Last year during a particularly trying summer meeting at Del Mar, Hall of Fame trainer Bob Baffert offered an antidote to the run of bad luck.

“Wait and see what that new dirt track will do for Del Mar,” he said. “You’ll see that old Del Mar vibe back.”

A year later, buoyed by having the sport’s first Triple Crown winner in 37 years stabled on the Del Mar backstretch in Baffert’s barn, Del Mar begins its 76th racing season Thursday. There’s hope that the new El Segundo sand will produce exciting and safe racing. Del Mar is known for its party atmosphere, concerts and special events, but the two things that sealed the deal for the storied track to get the 2017 Breeders’ Cup was replacing the controversial Polytrack with a dirt track and the expansion of the turf course last year from a 12-horse maximum to 14 horses. Thus far, the dirt track appears to be settling and firming up. The turf course is lusher and not nearly as hard as it was to open the meeting last summer when it had to be closed for seven days due to breakdowns. Above all, both appear safe.

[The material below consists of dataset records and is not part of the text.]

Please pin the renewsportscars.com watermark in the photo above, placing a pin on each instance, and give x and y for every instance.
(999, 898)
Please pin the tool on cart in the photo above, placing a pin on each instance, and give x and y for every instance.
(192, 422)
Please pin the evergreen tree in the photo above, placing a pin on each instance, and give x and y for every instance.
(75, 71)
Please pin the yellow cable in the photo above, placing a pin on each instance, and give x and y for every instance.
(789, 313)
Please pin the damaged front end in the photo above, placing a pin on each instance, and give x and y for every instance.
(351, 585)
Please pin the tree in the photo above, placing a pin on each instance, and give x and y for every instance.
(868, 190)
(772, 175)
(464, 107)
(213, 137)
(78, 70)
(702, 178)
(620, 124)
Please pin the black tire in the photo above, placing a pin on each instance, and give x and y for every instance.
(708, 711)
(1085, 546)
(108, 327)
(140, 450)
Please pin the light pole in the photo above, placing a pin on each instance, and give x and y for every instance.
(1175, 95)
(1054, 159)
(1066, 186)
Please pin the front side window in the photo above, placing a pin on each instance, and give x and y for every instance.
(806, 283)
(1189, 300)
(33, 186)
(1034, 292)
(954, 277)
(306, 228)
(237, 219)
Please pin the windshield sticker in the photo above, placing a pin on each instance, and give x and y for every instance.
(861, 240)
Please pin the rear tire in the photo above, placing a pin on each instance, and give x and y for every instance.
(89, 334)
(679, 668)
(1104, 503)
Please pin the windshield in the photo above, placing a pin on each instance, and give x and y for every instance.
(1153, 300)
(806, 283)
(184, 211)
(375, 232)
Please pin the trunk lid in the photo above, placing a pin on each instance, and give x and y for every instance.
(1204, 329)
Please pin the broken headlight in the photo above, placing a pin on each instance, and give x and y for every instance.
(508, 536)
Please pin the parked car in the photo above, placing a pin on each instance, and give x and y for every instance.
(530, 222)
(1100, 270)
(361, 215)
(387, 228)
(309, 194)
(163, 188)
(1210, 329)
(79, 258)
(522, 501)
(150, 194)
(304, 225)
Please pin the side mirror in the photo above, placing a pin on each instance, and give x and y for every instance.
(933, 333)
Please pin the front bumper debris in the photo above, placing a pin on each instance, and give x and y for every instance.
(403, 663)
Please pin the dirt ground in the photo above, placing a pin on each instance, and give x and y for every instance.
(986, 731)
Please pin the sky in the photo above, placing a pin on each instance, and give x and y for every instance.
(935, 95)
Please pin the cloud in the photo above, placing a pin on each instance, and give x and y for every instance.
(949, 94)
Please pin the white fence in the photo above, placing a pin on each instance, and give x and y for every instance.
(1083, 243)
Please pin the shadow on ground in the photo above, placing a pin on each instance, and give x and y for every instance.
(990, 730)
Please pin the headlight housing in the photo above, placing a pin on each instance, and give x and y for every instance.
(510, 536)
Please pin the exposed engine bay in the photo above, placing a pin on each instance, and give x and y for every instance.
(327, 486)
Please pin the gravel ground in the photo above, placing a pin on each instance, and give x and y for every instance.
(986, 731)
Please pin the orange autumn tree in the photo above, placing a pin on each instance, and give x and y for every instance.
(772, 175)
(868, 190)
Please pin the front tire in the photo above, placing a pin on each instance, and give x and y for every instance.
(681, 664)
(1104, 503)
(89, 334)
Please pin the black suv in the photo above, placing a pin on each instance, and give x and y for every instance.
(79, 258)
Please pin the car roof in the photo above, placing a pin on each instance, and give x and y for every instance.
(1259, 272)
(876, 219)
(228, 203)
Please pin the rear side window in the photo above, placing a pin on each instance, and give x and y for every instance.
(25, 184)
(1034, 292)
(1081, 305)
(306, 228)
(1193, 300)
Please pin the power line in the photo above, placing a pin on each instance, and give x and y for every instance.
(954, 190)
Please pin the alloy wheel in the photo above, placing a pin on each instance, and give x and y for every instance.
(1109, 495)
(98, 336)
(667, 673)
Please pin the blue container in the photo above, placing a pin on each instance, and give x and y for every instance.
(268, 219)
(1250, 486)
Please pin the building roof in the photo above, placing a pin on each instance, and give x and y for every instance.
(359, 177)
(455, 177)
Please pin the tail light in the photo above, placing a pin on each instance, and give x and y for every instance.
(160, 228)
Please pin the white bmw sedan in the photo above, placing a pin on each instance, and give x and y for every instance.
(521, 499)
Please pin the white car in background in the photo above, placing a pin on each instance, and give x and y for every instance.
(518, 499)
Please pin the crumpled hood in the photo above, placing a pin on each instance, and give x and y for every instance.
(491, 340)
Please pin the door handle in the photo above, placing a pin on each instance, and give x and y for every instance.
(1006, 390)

“I don’t care if it’s synthetic, dirt or broken glass, so long as it’s safe is all that matters to me,” said Peter Miller, who won the training title last summer and fall here and comes here after tying Doug O’Neill for the spring title at Santa Anita. “I’m pleased with the track.”

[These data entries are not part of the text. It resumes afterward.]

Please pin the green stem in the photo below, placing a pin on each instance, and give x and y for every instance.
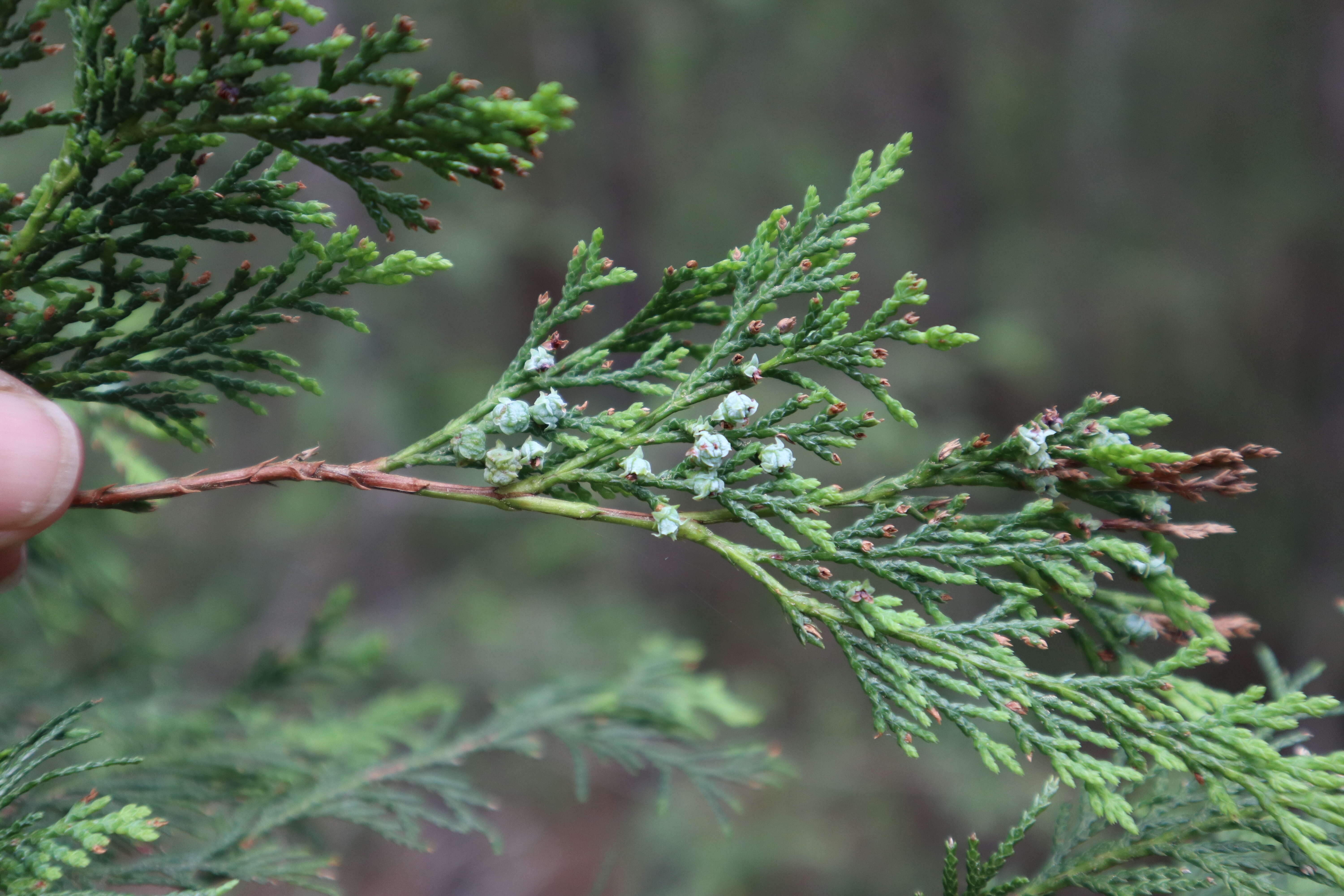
(49, 193)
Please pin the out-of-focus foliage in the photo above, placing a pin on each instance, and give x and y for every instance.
(1109, 194)
(323, 733)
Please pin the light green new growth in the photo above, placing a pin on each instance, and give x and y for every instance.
(99, 310)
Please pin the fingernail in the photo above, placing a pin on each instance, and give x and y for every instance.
(41, 457)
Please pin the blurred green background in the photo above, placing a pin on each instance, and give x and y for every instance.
(1139, 198)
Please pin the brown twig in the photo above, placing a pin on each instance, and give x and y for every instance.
(365, 476)
(296, 469)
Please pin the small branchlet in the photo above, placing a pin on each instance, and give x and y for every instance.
(93, 241)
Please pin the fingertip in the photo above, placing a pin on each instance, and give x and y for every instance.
(41, 460)
(13, 562)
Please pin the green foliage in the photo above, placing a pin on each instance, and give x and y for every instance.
(99, 311)
(97, 300)
(1100, 506)
(319, 734)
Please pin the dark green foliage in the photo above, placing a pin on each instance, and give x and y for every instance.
(99, 303)
(99, 308)
(919, 667)
(321, 734)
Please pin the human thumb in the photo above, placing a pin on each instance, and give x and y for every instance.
(41, 460)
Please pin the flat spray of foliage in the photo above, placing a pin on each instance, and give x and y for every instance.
(1183, 788)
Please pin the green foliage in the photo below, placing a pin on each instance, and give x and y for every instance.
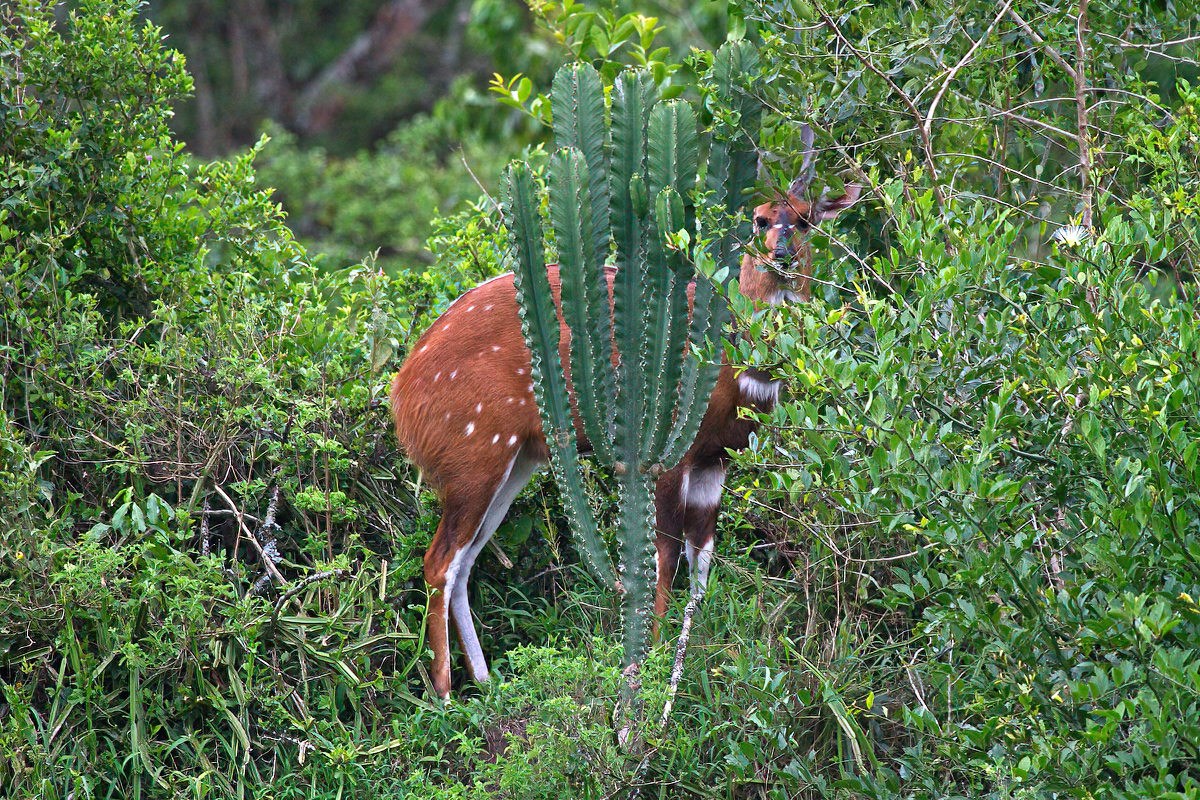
(652, 145)
(965, 564)
(383, 200)
(1025, 433)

The 40-day meeting features nearly $8 million in purses for 43 stakes races and nearly $700,000 in daily purses that make Del Mar the richest meeting in the state and one of the more lucrative in the country.

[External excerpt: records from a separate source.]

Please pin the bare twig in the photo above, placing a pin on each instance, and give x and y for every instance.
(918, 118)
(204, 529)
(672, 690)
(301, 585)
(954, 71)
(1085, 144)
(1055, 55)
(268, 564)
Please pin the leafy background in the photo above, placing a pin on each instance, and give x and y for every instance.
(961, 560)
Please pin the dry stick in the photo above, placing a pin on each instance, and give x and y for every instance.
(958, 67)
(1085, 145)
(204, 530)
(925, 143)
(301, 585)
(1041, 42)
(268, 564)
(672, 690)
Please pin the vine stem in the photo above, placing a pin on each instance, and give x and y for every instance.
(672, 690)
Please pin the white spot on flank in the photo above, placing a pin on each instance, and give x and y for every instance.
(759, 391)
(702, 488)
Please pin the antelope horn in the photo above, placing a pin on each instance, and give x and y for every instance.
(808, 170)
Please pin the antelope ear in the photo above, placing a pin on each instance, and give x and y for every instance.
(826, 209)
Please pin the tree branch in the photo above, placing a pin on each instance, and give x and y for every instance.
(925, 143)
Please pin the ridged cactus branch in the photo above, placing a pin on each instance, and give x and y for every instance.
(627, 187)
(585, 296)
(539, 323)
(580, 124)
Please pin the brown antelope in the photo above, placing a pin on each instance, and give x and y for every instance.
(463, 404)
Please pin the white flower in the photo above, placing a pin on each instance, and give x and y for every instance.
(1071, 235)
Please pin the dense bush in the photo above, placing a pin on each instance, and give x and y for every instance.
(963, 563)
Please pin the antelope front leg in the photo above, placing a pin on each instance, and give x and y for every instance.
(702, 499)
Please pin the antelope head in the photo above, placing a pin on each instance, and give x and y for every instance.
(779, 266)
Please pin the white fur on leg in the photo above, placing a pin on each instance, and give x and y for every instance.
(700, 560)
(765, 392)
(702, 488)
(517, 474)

For the 25th year, the stakes schedule includes one of the West’s premier, $1 million races for 3-year-olds and older horses, the Grade I, $1 million TVG Pacific Classic that will celebrate its Silver Anniversary on Aug. 22. Unfortunately, defending champion Shared Belief won’t be here to defend his title. The 4-year-old, gelded son of Candy Ride, owned in part by radio and TV sports personality Jim Rome, is mending from a hip injury that caused jockey Mike Smith to pull him up in the $1.45 million Charlestown Classic in West Virginia back in April. It’s uncertain when he will return.

Joe Harper, president and CEO of the Del Mar Thoroughbred Club, holds out hope that the Triple Crown winner, Ahmed Zayat’s American Pharoah, somehow runs in that race. He knows it’s a long shot, at best. But even if American Pharoah runs in the Haskell Invitational on Aug. 22 and never races here, his presence on the track this week already has elevated the atmosphere and vibe at a place that markets that better than any track in the land. The media turnout this week rivaled that for the likes of Cigar, Zenyatta and California Chrome. Harper welcomed the attention for opening week.

“We don’t get these Triple Crown horses very often, and when you get one like him, one who did it so effortlessly, it’s really special,” Harper said Tuesday morning after American Pharoah went to the track for a mile jog to test the Del Mar dirt for the first time. “It’s special that he’s back here where he won our Futurity last summer. Right now they’re pointing him for the Haskell in New Jersey at Monmouth. Our million dollar race is 20 days later. It’s a fluid thing with a horse in training. But the important thing is you want to make sure whatever is done is done for the horse, not for friends or a certain racetrack. We’re just glad to have him here to kick off the racing season.”

Opening Day features 10 races, with the first three on the dirt to give the new surface a good test early. The first race is at a mile on the dirt and, as part of the Del Mar tradition, will start in front of what should be a packed Del Mar grandstand.

The card also has the traditional opening-day, $100,000 Oceanside Stakes, 70th edition, run at one mile on the turf course for 3-year-olds. Top horses in the Oceanside include trainer Phil D’Amato’s Papacoolpapacool and trainer Jeff Mullins’ Soul Driver, along with trainer George Papaprodromou’s Peacenluvpeacenluv, who won here at five furlongs on the turf last July.

After the special Thursday opener, racing will go every Wednesday through Sunday through Labor Day, Sept. 7.